Testing Strategies and Best Practices¶
This page focuses on practical testing approaches that work well with Semantiva’s execution model. It keeps tests close to real usage and avoids depending on internal details.
Recommended layers¶
Pipeline-based testing (recommended) Exercise components through a small pipeline defined in YAML or Python.
Node-based testing (conditional) Useful when you need to check a processor in isolation, but still construct it via the public factory or registry mechanisms.
Unit testing of utilities (limited scope) For small, pure helper functions that do not depend on the framework.
Pipeline-based testing¶
This is the most robust approach because it tests:
Parameter resolution from configuration and context.
Interactions between processors.
Contracts enforced by inspection and validation.
Example: simple pipeline test¶
from semantiva.configurations import PipelineConfig
from semantiva.core import Payload, ContextType
from semantiva.pipeline import Pipeline
def test_my_pipeline_round_trip():
cfg = {
"pipeline": {
"nodes": [
{"processor": "FloatValueDataSource",
"parameters": {"value": 1.0}},
{"processor": "FloatAddOperation",
"parameters": {"addend": 2.0}},
]
}
}
pipeline = Pipeline.from_dict(cfg)
result = pipeline.process(Payload(data=None, context=ContextType()))

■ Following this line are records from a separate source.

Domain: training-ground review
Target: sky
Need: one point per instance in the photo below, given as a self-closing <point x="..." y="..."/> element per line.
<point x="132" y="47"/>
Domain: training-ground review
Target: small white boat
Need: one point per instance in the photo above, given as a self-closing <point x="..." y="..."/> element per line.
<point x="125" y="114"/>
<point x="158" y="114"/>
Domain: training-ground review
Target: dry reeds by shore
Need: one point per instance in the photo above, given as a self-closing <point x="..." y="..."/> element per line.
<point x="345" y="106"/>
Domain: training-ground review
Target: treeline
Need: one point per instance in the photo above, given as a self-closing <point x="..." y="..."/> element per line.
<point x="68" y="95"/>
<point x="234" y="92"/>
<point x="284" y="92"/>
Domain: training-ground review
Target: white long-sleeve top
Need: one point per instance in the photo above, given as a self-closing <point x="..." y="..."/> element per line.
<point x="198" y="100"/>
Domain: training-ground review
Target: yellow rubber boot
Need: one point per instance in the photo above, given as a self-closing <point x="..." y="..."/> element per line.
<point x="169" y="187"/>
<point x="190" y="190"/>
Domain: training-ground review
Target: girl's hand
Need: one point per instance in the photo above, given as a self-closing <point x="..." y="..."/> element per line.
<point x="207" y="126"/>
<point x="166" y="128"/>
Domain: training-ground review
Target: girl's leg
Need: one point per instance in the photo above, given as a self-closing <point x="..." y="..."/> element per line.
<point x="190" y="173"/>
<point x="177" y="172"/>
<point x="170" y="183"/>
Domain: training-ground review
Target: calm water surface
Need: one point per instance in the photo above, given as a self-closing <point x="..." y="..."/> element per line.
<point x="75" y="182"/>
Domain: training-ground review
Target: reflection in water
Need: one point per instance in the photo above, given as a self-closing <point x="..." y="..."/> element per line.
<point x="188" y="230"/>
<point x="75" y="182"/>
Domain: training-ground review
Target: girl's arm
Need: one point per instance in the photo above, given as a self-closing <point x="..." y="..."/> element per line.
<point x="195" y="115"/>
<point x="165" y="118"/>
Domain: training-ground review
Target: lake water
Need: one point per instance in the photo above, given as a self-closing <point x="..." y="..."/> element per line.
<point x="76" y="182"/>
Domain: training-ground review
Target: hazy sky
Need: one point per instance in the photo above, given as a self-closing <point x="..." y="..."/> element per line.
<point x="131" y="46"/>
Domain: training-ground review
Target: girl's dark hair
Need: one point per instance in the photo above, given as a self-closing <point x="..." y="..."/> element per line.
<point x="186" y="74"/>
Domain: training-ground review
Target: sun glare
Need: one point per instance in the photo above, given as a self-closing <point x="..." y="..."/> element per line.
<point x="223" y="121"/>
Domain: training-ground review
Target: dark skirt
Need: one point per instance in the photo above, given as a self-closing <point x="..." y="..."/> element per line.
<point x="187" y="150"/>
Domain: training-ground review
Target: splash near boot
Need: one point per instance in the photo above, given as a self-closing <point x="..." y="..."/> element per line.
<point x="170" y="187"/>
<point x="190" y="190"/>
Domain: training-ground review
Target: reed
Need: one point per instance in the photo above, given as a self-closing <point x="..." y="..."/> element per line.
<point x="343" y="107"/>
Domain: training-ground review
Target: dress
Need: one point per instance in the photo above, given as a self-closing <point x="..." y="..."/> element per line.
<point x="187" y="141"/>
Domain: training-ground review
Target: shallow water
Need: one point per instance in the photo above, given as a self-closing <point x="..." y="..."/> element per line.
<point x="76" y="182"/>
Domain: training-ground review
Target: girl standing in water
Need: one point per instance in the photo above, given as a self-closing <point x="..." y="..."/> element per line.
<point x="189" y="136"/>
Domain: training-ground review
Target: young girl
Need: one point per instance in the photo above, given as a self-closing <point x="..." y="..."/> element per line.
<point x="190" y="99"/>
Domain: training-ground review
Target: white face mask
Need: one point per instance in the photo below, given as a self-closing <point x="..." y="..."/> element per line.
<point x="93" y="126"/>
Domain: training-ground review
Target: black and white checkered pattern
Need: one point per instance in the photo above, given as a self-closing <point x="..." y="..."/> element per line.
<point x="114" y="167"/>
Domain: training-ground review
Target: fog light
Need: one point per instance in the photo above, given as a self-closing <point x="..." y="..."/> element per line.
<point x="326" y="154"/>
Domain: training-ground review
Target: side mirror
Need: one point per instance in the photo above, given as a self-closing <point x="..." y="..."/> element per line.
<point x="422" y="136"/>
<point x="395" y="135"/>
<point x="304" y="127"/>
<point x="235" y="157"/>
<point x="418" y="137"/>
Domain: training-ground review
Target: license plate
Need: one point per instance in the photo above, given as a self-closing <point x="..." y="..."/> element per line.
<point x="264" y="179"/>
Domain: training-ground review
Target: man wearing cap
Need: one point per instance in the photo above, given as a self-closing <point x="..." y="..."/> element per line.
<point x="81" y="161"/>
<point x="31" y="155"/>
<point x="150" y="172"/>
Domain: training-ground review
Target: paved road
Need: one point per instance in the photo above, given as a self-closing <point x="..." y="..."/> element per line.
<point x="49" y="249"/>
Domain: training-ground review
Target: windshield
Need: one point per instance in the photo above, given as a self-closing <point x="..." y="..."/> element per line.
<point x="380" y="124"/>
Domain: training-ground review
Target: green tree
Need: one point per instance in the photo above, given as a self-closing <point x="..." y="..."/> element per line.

assert result.data.value == 3.0
YAML-based configuration tests¶
For extensions, it is often more natural to keep test examples as YAML:
import io
from semantiva.configurations import load_pipeline_from_yaml
from semantiva.core import Payload, ContextType
def test_extension_pipeline(tmp_path):
yaml_text = '''
extensions: ["your-extension"]
pipeline:
nodes:
- processor: YourProcessor
parameters:
param1: "value1"
'''
path = tmp_path / "config.yaml"
path.write_text(yaml_text)
pipeline = load_pipeline_from_yaml(str(path))
result = pipeline.process(Payload(data=None, context=ContextType()))
assert result.context.get_value("your.result.key") == "expected"
Node-based testing¶
Occasionally you may need to instantiate a processor directly. In that case:
Use the public processor class, not internal helpers.
Pass a realistic data type instance.
When context is involved, construct a real context object and exercise the processor via its public methods.
Example:
from semantiva.data_types import BaseDataType
class FloatDataType(BaseDataType[float]):
"""Simple float wrapper."""
def test_add_operation_direct():
op = AddConstant(addend=2.0)
out = op.process(FloatDataType(1.0))
assert out.data == 3.0
What to avoid¶
Over-mocking core infrastructure (nodes, observers, executors).
Reaching into private attributes to check behaviour.
Depending on internal modules whose names start with
_– those are implementation details and may change without notice.
Instead, prefer to:
Assert on payloads (data and context) at well-defined points.
Use semantiva inspect and semantiva dev lint in separate tests or CI jobs to validate configuration and contracts.